Invariably, there were Inquiries. I have always believed that the UK leads the world in 20/20 hindsight. In each case, there were reports, comments, advising of the potential for problems ignored. In the Aberfan episode, the only person exonerated by the Judge at the Inquiry was the site foreman: who had written to his MP, his vicar, his local Union secretary, the local press….highlighting his concerns and had been threatened with dismissal for doing so!
Sadly, I have no doubt that there will be several ‘reports’ and recommendations lying gathering dust on senior desks withing Autostrada spl to be found and acted upon when its too late.
“When will they ever learn?, when will they ever learn?”
Undoubtely, this disaster has many contributing factors, as almost ALL disasters have. But, apart from the construction and (lack of) maintenance aspects, speaking only about the engineering aspect, the basic design of this bridge (and its sister bridges in Maracaibo and other places) seems to have some fundamental weaknesses. Back in the 50’s and 60’s, the use of reinforced and pre-stressed concrete was strongly advocated and favoured, and if you read the several books and articles of that time that promoted that kind of construction, you will note that it was proclaimed as “The Way To Go”, or “The Future of (bridge) construction”…
Personally, I don’t care how “beautiful” or “ugly” a bridge appears to be, as long as it is safe and solidly built, practical and easy to inspect and maintain.
This pygmalion phenomenom is not confined to engineering.
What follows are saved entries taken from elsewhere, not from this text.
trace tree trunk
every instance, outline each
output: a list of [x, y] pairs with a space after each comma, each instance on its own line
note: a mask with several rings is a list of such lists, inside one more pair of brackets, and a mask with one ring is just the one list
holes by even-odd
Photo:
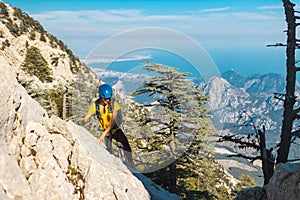
[[296, 17], [294, 4], [289, 0], [283, 0], [285, 9], [287, 31], [287, 48], [286, 48], [286, 94], [284, 99], [284, 112], [281, 130], [281, 141], [278, 149], [277, 163], [287, 162], [290, 142], [292, 138], [292, 128], [294, 121], [294, 104], [295, 104], [295, 82], [296, 82], [296, 66], [295, 66], [295, 47], [296, 47]]
[[258, 135], [262, 160], [262, 170], [264, 174], [264, 185], [266, 185], [269, 183], [270, 178], [273, 176], [274, 159], [272, 158], [272, 150], [267, 150], [266, 147], [265, 130], [258, 130]]

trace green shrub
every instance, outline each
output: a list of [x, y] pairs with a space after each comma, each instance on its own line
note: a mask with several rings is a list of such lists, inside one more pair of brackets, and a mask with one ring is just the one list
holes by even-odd
[[45, 38], [44, 33], [41, 33], [40, 41], [46, 42], [46, 38]]
[[14, 16], [22, 21], [22, 23], [20, 24], [21, 34], [25, 34], [28, 32], [45, 32], [43, 26], [37, 20], [34, 20], [32, 17], [24, 13], [21, 9], [14, 8]]
[[6, 47], [9, 47], [10, 43], [8, 41], [8, 39], [6, 39], [4, 42], [2, 42], [2, 47], [1, 50], [4, 50]]
[[0, 16], [1, 17], [9, 17], [7, 7], [3, 2], [0, 2]]
[[48, 63], [36, 47], [27, 49], [27, 54], [21, 68], [28, 74], [37, 76], [42, 82], [52, 82], [52, 70]]
[[13, 36], [15, 36], [15, 37], [20, 36], [19, 26], [17, 24], [15, 24], [10, 18], [8, 18], [8, 20], [6, 22], [6, 27], [8, 28], [8, 30], [10, 31], [10, 33]]
[[236, 186], [235, 186], [236, 192], [238, 192], [242, 189], [245, 189], [245, 188], [251, 188], [251, 187], [256, 186], [254, 178], [252, 178], [251, 176], [249, 176], [247, 174], [241, 174], [239, 180], [240, 180], [240, 182], [238, 184], [236, 184]]

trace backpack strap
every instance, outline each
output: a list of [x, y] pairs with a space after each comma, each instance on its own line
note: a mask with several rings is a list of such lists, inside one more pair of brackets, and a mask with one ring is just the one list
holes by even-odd
[[96, 105], [96, 116], [98, 118], [98, 120], [100, 121], [101, 120], [101, 112], [100, 112], [100, 99], [97, 99], [95, 101], [95, 105]]
[[[114, 98], [111, 98], [111, 103], [110, 103], [110, 109], [111, 109], [111, 112], [114, 112], [114, 105], [115, 105], [115, 99]], [[98, 120], [101, 119], [101, 112], [100, 112], [100, 98], [98, 98], [96, 101], [95, 101], [95, 105], [96, 105], [96, 115], [97, 115], [97, 118]]]

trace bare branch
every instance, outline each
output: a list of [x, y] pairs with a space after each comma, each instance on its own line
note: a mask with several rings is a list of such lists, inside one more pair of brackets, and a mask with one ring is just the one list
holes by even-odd
[[240, 144], [239, 148], [243, 149], [243, 148], [254, 148], [256, 150], [260, 150], [260, 146], [257, 145], [255, 143], [255, 141], [251, 140], [251, 141], [244, 141], [243, 139], [245, 138], [245, 136], [236, 136], [236, 135], [224, 135], [221, 136], [221, 138], [219, 139], [218, 142], [223, 142], [223, 141], [230, 141], [230, 142], [234, 142], [236, 144]]
[[278, 42], [276, 44], [268, 44], [267, 47], [286, 47], [286, 44], [282, 44], [281, 42]]
[[298, 159], [292, 159], [292, 160], [288, 160], [288, 162], [296, 162], [296, 161], [299, 161], [300, 160], [300, 158], [298, 158]]
[[274, 96], [274, 99], [278, 99], [279, 101], [284, 101], [283, 98], [280, 98], [280, 97], [277, 97], [277, 96]]
[[226, 157], [239, 157], [239, 158], [245, 158], [250, 160], [251, 163], [253, 163], [255, 160], [261, 160], [261, 156], [256, 156], [256, 157], [252, 157], [252, 156], [247, 156], [247, 155], [243, 155], [243, 154], [232, 154], [232, 155], [228, 155]]

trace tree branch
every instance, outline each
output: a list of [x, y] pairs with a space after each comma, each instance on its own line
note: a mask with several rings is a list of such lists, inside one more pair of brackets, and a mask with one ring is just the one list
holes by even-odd
[[288, 160], [288, 162], [296, 162], [296, 161], [299, 161], [300, 160], [300, 158], [298, 158], [298, 159], [291, 159], [291, 160]]
[[221, 138], [219, 139], [218, 142], [230, 141], [230, 142], [240, 144], [239, 145], [240, 149], [251, 147], [256, 150], [260, 150], [260, 146], [255, 144], [255, 141], [252, 140], [251, 142], [246, 142], [246, 141], [243, 141], [244, 138], [245, 138], [244, 136], [237, 137], [236, 135], [225, 135], [225, 136], [221, 136]]
[[256, 156], [256, 157], [252, 157], [252, 156], [247, 156], [247, 155], [243, 155], [243, 154], [232, 154], [232, 155], [228, 155], [226, 157], [239, 157], [239, 158], [245, 158], [250, 160], [251, 163], [253, 163], [255, 160], [261, 160], [261, 156]]
[[282, 97], [284, 97], [285, 96], [285, 94], [283, 94], [283, 93], [277, 93], [277, 92], [274, 92], [273, 93], [274, 94], [274, 99], [278, 99], [279, 101], [284, 101], [284, 98], [282, 98]]
[[267, 47], [286, 47], [286, 44], [282, 44], [281, 42], [278, 42], [276, 44], [268, 44]]
[[274, 99], [278, 99], [279, 101], [284, 101], [283, 98], [280, 98], [280, 97], [277, 97], [277, 96], [273, 96], [273, 97], [274, 97]]

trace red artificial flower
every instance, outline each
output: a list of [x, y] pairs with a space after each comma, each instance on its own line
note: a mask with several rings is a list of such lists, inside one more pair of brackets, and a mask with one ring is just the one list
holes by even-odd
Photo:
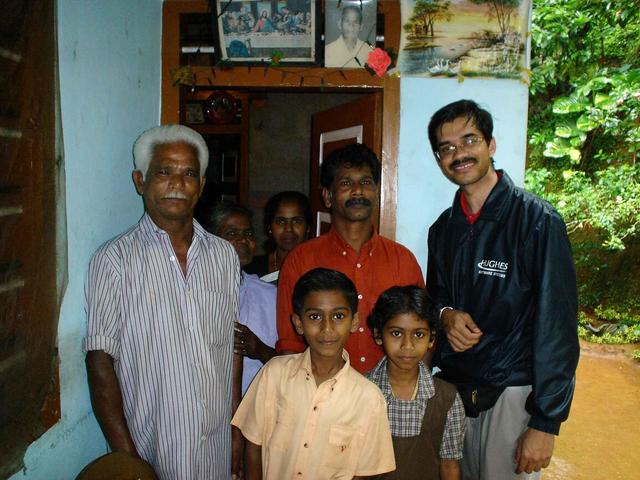
[[375, 48], [369, 52], [369, 56], [367, 57], [367, 66], [379, 77], [382, 77], [387, 73], [389, 65], [391, 65], [391, 57], [383, 49]]

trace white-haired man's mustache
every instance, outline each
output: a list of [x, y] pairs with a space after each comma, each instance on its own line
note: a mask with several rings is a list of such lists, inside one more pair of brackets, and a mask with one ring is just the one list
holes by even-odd
[[168, 198], [168, 199], [177, 198], [178, 200], [186, 200], [187, 196], [182, 192], [175, 192], [174, 191], [174, 192], [167, 193], [162, 198]]

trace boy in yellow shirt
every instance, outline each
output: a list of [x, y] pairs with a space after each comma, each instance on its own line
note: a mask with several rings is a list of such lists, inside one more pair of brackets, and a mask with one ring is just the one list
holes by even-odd
[[316, 268], [293, 289], [293, 323], [309, 347], [270, 360], [231, 423], [247, 439], [245, 478], [351, 479], [395, 469], [380, 390], [349, 365], [358, 296], [346, 275]]

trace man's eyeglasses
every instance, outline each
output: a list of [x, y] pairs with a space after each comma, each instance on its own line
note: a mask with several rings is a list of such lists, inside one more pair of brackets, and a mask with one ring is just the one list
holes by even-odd
[[464, 137], [459, 145], [456, 145], [455, 143], [440, 145], [438, 147], [438, 150], [436, 150], [434, 153], [436, 154], [438, 160], [440, 160], [442, 158], [453, 156], [458, 150], [465, 150], [482, 142], [484, 142], [484, 138], [478, 137], [477, 135], [470, 135], [468, 137]]

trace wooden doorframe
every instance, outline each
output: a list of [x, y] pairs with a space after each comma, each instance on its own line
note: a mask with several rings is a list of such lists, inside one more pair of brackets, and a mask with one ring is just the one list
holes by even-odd
[[[385, 15], [385, 47], [396, 52], [400, 45], [400, 5], [393, 0], [379, 0], [378, 9]], [[166, 0], [162, 10], [162, 110], [161, 123], [179, 123], [180, 88], [174, 86], [171, 70], [180, 63], [180, 14], [206, 13], [206, 0]], [[292, 74], [283, 77], [277, 69], [238, 66], [220, 70], [194, 67], [196, 85], [207, 87], [286, 91], [357, 91], [382, 90], [382, 181], [380, 185], [380, 234], [395, 239], [398, 192], [398, 142], [400, 139], [400, 79], [382, 78], [364, 69], [287, 67]], [[304, 72], [306, 81], [300, 81]], [[311, 87], [311, 88], [310, 88]]]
As someone who has worked for many years at a senior level interacting with career obsessed ‘business’ people I have seen this frequently. Anywhere someone has the temerity to suggest something might not be right or there may be awkward consequences is invariably ignored, disparaged or treated dismissively. It is usually the one single mindedly most vested in the intellectual concepts of whatever it is who views everyone else as an upstart, who can’t possibly know as much.
Once again, the amazing ‘value’ of our journal: to educate those of us Engineers who do not know the detail of specific areas of the Industry we all serve, by access to the thoughts and comments of those intimately involved, is demonstrated. As fellow bloggers may recall, I shared a flat at Uni with three other undergraduates, who were headed to become Civil Engineers. One (Peter Birse) became so skilled and effective as a contractor, he went Public in the 80s. I recall him describing the substantial difference(s) between that had been drawn (and presumably calculated), what had been the hope of the owner and operator to receive, and what was actually built and delivered.
I read Mechanical Sciences at Cambridge in the mid-50s as a serving officer and returned to military duty on graduation, so I am virtually an amateur in engineering matters. But even I know that concrete is strong in compression and weak to non-existent in tension. I have been impressed by bridges all over the world, especially some of the new stay-bridges but it never occurred to me that anyone had designed bridges with concrete stays, and the only mystery is that the bridge stood so long… One photograph taken after the disaster seemed to show steel cables fastened to the outside of some of the stays so clearly someone knew very well what was coming. And, sadly, it did.